# counter-example for the Poincaré's inequality

While going through some old notes from a PDE's course I came across Poincaré's inequality. In the simplest case for functions in $H^1_0=W^{1,2}_0$ states that

Let $\Omega \subset \mathbb R^n$ be open and bounded at least in one direction.

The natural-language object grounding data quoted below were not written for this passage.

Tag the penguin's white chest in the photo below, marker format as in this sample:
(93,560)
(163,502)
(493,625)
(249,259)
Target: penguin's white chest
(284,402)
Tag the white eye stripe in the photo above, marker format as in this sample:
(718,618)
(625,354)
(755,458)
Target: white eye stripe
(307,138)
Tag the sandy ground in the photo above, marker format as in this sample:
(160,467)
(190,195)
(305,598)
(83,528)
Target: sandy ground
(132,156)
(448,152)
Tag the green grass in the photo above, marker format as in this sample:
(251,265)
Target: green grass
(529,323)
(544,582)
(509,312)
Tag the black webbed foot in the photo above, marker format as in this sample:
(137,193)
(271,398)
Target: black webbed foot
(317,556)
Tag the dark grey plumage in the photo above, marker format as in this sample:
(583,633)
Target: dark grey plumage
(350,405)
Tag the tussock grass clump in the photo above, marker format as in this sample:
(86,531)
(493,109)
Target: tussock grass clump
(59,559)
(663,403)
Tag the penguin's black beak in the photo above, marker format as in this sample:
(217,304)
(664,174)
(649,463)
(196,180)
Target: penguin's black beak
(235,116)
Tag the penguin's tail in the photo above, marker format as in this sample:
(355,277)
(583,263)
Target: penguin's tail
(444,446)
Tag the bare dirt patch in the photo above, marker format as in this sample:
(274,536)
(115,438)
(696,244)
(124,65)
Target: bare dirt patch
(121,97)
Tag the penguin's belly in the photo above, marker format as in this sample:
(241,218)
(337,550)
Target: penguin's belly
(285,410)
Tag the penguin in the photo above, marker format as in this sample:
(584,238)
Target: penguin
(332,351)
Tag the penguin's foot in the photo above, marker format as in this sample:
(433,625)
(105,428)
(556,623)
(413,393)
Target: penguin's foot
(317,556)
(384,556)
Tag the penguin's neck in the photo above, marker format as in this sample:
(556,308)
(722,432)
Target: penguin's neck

Then there is a constant $C>0$ such that

$$\| u \| \leq C \| Du \|, \hspace{0.1in} \text{for all } \hspace{0.1in} u \in H^1_0 ,$$

where $\| \cdot \| = \| \cdot \|_2 .$

I want to find a counter-example for the upper half-plane, namely for the set

$$\Omega=\{ (x,y) : y > 0 \} \subset \mathbb R^2.$$

I thought to pick a distribution $u$ and consider the dilation $v = u(\epsilon x)$ for small $\epsilon > 0.$ If, the inequality was true in this case, then after substituting we would end up with something like $1/ \epsilon \leq C \epsilon$ which obviously cannot be true for all $\epsilon >0.$

My questions are the following:

1. Does the above sound fine? In particular, I am not sure whether I actually use the fact that we are in the half-plane or the above arguement works also in the case where $\Omega= \mathbb R^n .$

Your approach is correct; this is what I would do myself. It uses the structure of the half-plane in that we need to know that $u(\epsilon x)$ vanishes on the boundary. We know that $u$ does, but to conclude the same about $u(\epsilon x)$ we need to know that
$$x\in\Omega \implies \epsilon^{-1}x\in\Omega$$
(In case this is unclear: consider the case of continuous compactly supported $u$, and note that the support of $u(\epsilon x)$ is exactly $\epsilon^{-1}\operatorname{supp}u$.)